Caption From the Picture : Statue of Marx and Engels in Alexanderplatz, Berlin The statues acquired the unofficial nickname "the Pensioners," and were also said to be sitting on their suitcases waiting for permission to emigrate to the West.
Marx and Engels' work covers a wide range of topics and presents a complex analysis of history and society in terms of class relations. Followers of Marx and Engels have drawn on this work to propose a political and economic philosophy dubbed Marxism.
Nevertheless, there have been numerous debates among Marxists over how to interpret Marx's writings and how to apply his concepts to current events and conditions (and it is important to distinguish between "Marxism" and "what Marx believed."
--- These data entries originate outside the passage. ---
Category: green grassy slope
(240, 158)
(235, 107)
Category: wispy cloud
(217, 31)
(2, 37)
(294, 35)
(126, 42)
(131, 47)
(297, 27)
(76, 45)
Essentially, people use the word "Marxist" to describe those who rely on Marx's conceptual language (e.g. means of production, class, commodity) to understand capitalist and other societies, or to describe those who believe that a workers' revolution is the only means to a communist society.
Marxism has influenced Christian thought, too, especially liberation theology, which argues in favor of God's special concern for, or bias towards, the poor and advocates that when the poor become conscious of their exploitation, they will then be empowered to demand and achieve their rights. Liberation theologians do not necessarily support violence as part of this process, although many have.
Six years after Marx's death, Engels and others founded the "Second International" as a base for continued political activism. This organization collapsed in 1914, in part because some members turned to Edward Bernstein's "evolutionary" socialism, and in part because of divisions precipitated by World War I.